Gastro-Zuwachs am Wiener Naschmarkt mit Italo-Flair

Visualisierung vom "Kleinen Haus der Kunst" am Wiener Naschmarkt.
Visualisierung vom "Kleinen Haus der Kunst" am Wiener Naschmarkt. ©Michael Stor
Mit der Wiedereröffnung der Lokale bekommt Wiens Gastronomie Zuwachs: Die DOTS Group von Unternehmer Martin Ho haucht dem Art-Déco-Bau am Naschmarkt neues kulinarisches Leben ein und eröffnet das "404 - Don't Ask Why".
Novomatic-"Forum" wechselt Besitzer

Im ehemaligen Verkehrsbüro-Gebäude am Wiener Naschmarkt, das später jahrelang der Novomatic gehört hat, wird künftig die Dots Group des Szenegastronomen Martin Ho kochen.

Das erklärte der neue Eigentümer des Objekts, der Projektentwickler LNR Development, am Samstag in einer Aussendung. Für rund 25 Mio. Euro hatte der Glücksspielkonzern Novomatic sein "Forum"-Gebäude an LNR verkauft.

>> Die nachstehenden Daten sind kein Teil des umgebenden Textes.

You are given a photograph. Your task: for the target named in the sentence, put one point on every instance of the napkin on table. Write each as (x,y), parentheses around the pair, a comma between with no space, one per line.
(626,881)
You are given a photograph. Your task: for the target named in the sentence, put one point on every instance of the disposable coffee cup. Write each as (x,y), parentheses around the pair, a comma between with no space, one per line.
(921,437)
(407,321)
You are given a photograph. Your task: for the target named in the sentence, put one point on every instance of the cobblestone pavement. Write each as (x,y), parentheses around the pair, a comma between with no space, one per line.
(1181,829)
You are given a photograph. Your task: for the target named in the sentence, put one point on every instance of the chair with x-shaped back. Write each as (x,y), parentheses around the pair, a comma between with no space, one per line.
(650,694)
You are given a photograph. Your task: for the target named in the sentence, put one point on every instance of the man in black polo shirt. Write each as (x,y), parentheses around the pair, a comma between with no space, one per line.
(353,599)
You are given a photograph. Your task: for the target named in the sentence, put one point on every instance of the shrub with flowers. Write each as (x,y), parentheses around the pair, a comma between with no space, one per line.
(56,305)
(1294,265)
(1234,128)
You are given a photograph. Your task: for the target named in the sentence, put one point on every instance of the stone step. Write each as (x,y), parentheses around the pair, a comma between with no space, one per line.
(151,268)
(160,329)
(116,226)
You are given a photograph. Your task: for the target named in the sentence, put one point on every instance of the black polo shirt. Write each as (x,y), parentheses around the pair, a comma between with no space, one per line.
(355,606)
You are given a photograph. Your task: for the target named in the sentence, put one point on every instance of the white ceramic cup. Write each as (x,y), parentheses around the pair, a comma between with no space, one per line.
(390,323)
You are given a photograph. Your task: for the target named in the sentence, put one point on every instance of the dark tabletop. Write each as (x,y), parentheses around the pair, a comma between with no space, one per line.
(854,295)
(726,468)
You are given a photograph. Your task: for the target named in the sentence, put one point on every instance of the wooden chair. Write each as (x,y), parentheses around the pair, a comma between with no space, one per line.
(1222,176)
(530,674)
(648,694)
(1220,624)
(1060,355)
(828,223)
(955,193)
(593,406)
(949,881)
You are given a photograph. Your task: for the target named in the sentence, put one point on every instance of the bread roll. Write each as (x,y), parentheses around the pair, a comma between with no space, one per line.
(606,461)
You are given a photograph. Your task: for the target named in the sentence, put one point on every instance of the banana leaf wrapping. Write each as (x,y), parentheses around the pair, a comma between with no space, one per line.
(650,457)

Neues Lokal der DOTS Group eröffnet im Kleinen Haus der Kunst

Unter dem Namen "404 - Don't Ask Why" werde nach Umbauarbeiten schon im Mai ein Ganztageslokal eröffnen. Über Details des Pachtvertrags sei Stillschweigen vereinbart worden. Die Pläne für die kulturelle Nutzung sollen voraussichtlich Anfang Juni 2021 finalisiert sein. Unter dem Namen "Kleines Haus der Kunst" (KHK) soll das Gebäude gegenüber der Secession der Kultur einen öffentlich zugänglichen Raum bieten.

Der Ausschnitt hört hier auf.